Several machine-learning techniques have been developed to analyze the data in order to diagnose leukemia with different degrees of success (Aghaeepour, et al., 2013). It is also possible, however, to follow more biophysically inspired approaches. Along this path, it is important to take into account that FCM data do not measure the causes of the disease but just its effects in the cellular markers, which is reflected in the statistical properties of the cell populations. From very general principles, one can show that the probability distribution that best represents the healthy or AML state is the one with the largest entropy for each state (Vilar, 2014). From this characterization one can derive, for each patient, a measure of relative entropy as the difference between the patient’s distribution and the reference distributions of AML and healthy states deduced from a reference dataset (Figure 2). This relative entropy allows the classification of each patient as healthy or AML positive with almost perfect accuracy, which lead this approach to rank first in the DREAM6 challenge (Aghaeepour, et al., 2013). This case illustrates how using biophysical information it is possible to efficiently identify the key features that are hidden within large amounts of data.
The overarching goal
Linus Pauling noted that “life is a relationship among molecules and not a property of any molecule”. New approaches have to be able to describe the complex assembly dynamics of the multiple cellular components that carry out the cellular functionThe ultimate goal of systems biophysics is precisely to work out those relationships.
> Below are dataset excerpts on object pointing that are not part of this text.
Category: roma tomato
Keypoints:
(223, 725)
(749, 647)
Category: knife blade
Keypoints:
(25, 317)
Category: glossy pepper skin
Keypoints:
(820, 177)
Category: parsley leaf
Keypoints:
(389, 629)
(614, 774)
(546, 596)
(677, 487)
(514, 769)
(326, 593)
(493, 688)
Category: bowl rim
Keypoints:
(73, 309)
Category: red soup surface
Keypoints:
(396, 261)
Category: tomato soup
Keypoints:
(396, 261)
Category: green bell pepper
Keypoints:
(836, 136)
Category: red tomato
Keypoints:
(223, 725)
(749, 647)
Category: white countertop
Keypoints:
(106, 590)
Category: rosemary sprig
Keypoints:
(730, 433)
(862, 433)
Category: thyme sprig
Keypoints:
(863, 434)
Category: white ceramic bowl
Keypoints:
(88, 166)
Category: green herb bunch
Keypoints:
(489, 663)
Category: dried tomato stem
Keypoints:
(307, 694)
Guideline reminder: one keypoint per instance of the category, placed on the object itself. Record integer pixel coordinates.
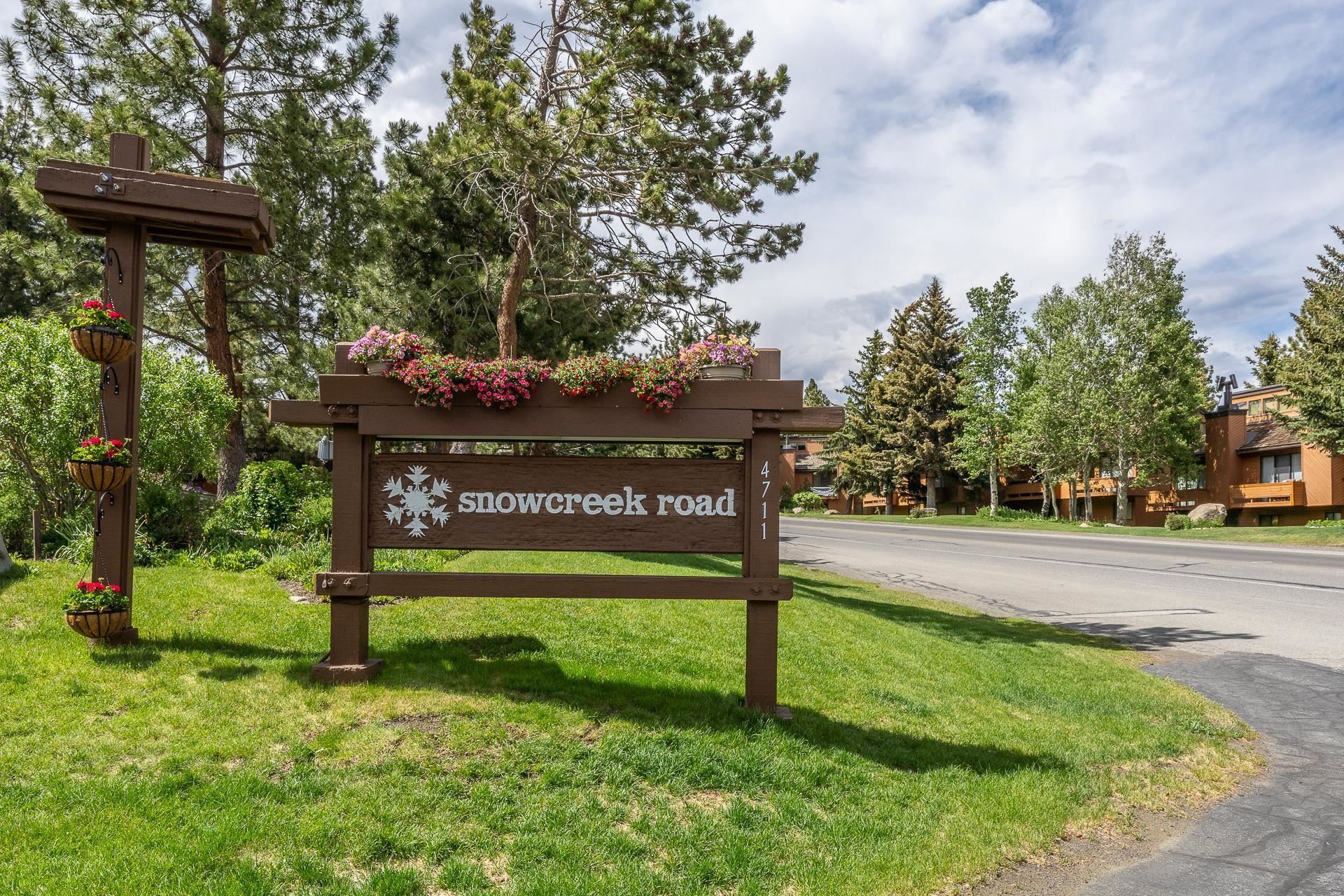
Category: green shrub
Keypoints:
(235, 561)
(314, 517)
(302, 562)
(1210, 523)
(172, 517)
(272, 492)
(809, 500)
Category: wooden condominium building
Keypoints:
(1252, 464)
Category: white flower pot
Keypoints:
(724, 372)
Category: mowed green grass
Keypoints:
(1289, 535)
(568, 747)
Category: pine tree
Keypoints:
(1152, 365)
(624, 146)
(813, 397)
(918, 391)
(1312, 371)
(987, 379)
(1268, 360)
(267, 93)
(855, 453)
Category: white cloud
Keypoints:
(967, 139)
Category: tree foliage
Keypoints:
(920, 386)
(264, 93)
(51, 403)
(1313, 371)
(1268, 360)
(855, 453)
(984, 396)
(813, 397)
(619, 150)
(1151, 365)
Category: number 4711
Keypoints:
(765, 495)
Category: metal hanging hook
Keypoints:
(106, 498)
(106, 260)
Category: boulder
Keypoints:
(1209, 512)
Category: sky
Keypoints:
(965, 139)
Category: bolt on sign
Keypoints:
(460, 501)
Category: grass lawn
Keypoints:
(1291, 535)
(568, 747)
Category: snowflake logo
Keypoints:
(412, 503)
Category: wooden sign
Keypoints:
(555, 504)
(470, 501)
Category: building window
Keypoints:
(1281, 468)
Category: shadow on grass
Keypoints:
(855, 596)
(150, 650)
(515, 666)
(14, 574)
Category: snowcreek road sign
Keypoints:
(555, 504)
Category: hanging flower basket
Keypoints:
(721, 358)
(101, 465)
(101, 333)
(97, 609)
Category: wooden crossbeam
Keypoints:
(524, 584)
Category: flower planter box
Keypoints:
(99, 477)
(102, 344)
(97, 624)
(724, 372)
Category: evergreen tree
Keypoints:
(1152, 365)
(855, 453)
(1268, 360)
(987, 379)
(264, 93)
(622, 147)
(918, 391)
(813, 397)
(1312, 371)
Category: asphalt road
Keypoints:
(1199, 597)
(1266, 618)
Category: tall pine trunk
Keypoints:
(1123, 488)
(993, 486)
(524, 235)
(233, 453)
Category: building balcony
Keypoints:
(1268, 495)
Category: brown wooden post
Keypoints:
(125, 244)
(349, 659)
(761, 551)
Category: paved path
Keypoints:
(1159, 593)
(1259, 614)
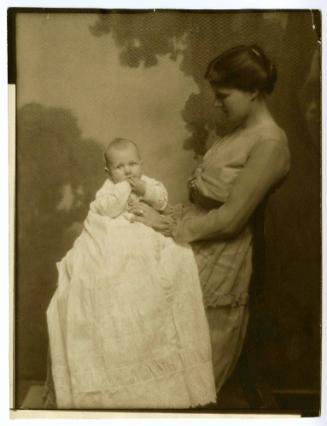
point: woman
(228, 191)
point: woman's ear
(254, 95)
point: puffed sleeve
(156, 194)
(268, 163)
(111, 200)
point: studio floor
(233, 398)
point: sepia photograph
(167, 213)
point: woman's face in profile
(234, 103)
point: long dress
(225, 265)
(127, 324)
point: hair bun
(271, 78)
(271, 72)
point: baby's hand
(138, 185)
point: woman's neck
(259, 114)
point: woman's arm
(268, 163)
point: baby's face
(124, 163)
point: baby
(127, 325)
(126, 182)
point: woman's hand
(150, 217)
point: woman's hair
(243, 67)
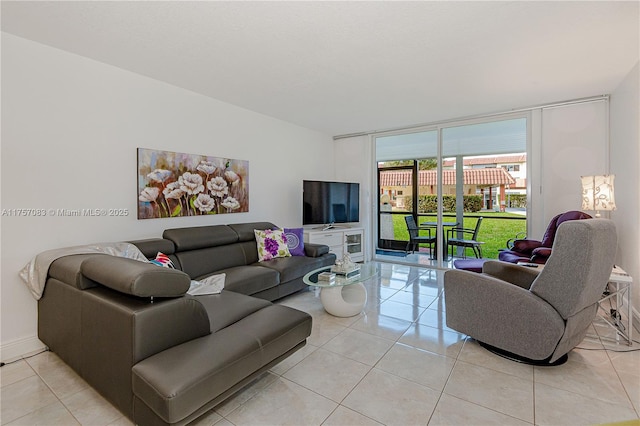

New tools, and especially new frameworks and conceptual developments, are still needed to accurately determine the cellular behavior in terms of the physical properties of the molecular interactions. Even relatively simple systems, like the lac operon, have proved to be substantially more complex that originally speculated. Major challenges are still present on how to integrate thermodynamic and structural information with massive data in order to obtain at least information at the mesoscopic level. New approaches have to be able to describe the complex assembly dynamics of the multiple cellular components that carry out the cellular function over scales ranging from milliseconds to hours and days and they need to account for processes as diverse as protein-protein interaction, binding to DNA, transcription, translation, degradation and macromolecular assembly of signaling complexes at membranes and scaffolds. Achieving this goal, at least partially, has important implications, as it is a prerequisite for the rational identification of therapeutic molecular targets and eventually for bridging prediction of clinical outcomes with molecular properties.